Effects of menthol on cold sensitivity
Menthol is a specific activator of cold-sensitive neurons (Hensel and Zotterman 1951a; McKemy et al. 2002; Reid and Flonta 2001b; Viana et al. 2002). We examined the effects of 100 µM menthol on 14 F-type neurons and 3 S-type neurons, all showing IR. None of them developed spontaneous activity at 35°C; neither were they activated by temperature reductions to 25°C. Furthermore, 100 µM menthol did not change the mean Vm at 35°C (–59 ± 6.5 mV in control vs.–58 ± 6.4 mV in menthol, n = 17) or the rheobase current (2.5 ± 1.2 nA in control vs. 2.7 ± 1.4 nA in menthol, n = 17).

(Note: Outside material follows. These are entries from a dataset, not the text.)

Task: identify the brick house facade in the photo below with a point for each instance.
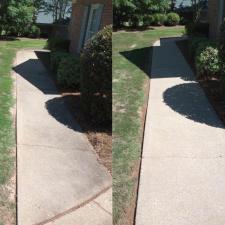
(88, 16)
(216, 17)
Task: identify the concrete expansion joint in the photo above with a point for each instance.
(184, 157)
(73, 209)
(51, 147)
(102, 208)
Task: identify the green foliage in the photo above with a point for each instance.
(32, 32)
(207, 62)
(56, 57)
(124, 10)
(15, 16)
(172, 19)
(198, 44)
(96, 79)
(193, 29)
(222, 57)
(58, 8)
(159, 19)
(148, 20)
(58, 44)
(68, 75)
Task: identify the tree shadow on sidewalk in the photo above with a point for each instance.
(190, 101)
(35, 73)
(72, 102)
(143, 58)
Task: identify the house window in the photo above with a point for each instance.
(91, 23)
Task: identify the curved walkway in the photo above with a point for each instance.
(60, 181)
(183, 166)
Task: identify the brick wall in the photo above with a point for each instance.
(77, 18)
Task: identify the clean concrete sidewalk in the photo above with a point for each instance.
(183, 166)
(59, 178)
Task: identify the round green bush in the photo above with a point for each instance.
(55, 59)
(148, 20)
(96, 77)
(68, 75)
(198, 44)
(34, 32)
(159, 19)
(173, 19)
(207, 62)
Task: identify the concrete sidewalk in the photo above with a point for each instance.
(183, 166)
(59, 178)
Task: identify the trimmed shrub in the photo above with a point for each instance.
(207, 62)
(136, 21)
(55, 44)
(148, 20)
(96, 78)
(31, 32)
(222, 58)
(159, 19)
(198, 44)
(173, 19)
(197, 29)
(34, 32)
(68, 75)
(55, 59)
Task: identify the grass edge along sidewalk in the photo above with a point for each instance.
(8, 49)
(131, 58)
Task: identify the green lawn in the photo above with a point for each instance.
(7, 134)
(131, 61)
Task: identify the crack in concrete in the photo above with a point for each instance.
(73, 209)
(102, 208)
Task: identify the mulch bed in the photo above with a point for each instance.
(211, 87)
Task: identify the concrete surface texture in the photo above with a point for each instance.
(60, 180)
(182, 178)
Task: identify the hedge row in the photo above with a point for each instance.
(91, 73)
(206, 55)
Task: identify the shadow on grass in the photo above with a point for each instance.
(132, 29)
(44, 56)
(189, 100)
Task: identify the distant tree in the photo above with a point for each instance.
(125, 9)
(198, 6)
(173, 5)
(58, 8)
(39, 6)
(16, 15)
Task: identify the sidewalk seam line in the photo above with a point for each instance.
(73, 209)
(102, 208)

However, application of menthol affected the response to cold in most neurons that became thermosensitive in the presence of 100 µM 4-AP. Thus in three of four neurons, 100 µM menthol caused a marked decrease in temperature threshold during cooling. A typical example is shown in Fig. 10. In 100 µM 4-AP, this neuron became active only during cooling (Fig. 9A). After addition of menthol (100 µM), the cell developed ongoing activity at 35°C (Fig. 10B), and this activity was silenced on slight warming. The excitatory effects of menthol were readily reversible (Fig. 10C). Finally, in five neurons that were insensitive to 4-AP, application of menthol had no direct excitatory effects neither did this drug induce thermal sensitivity.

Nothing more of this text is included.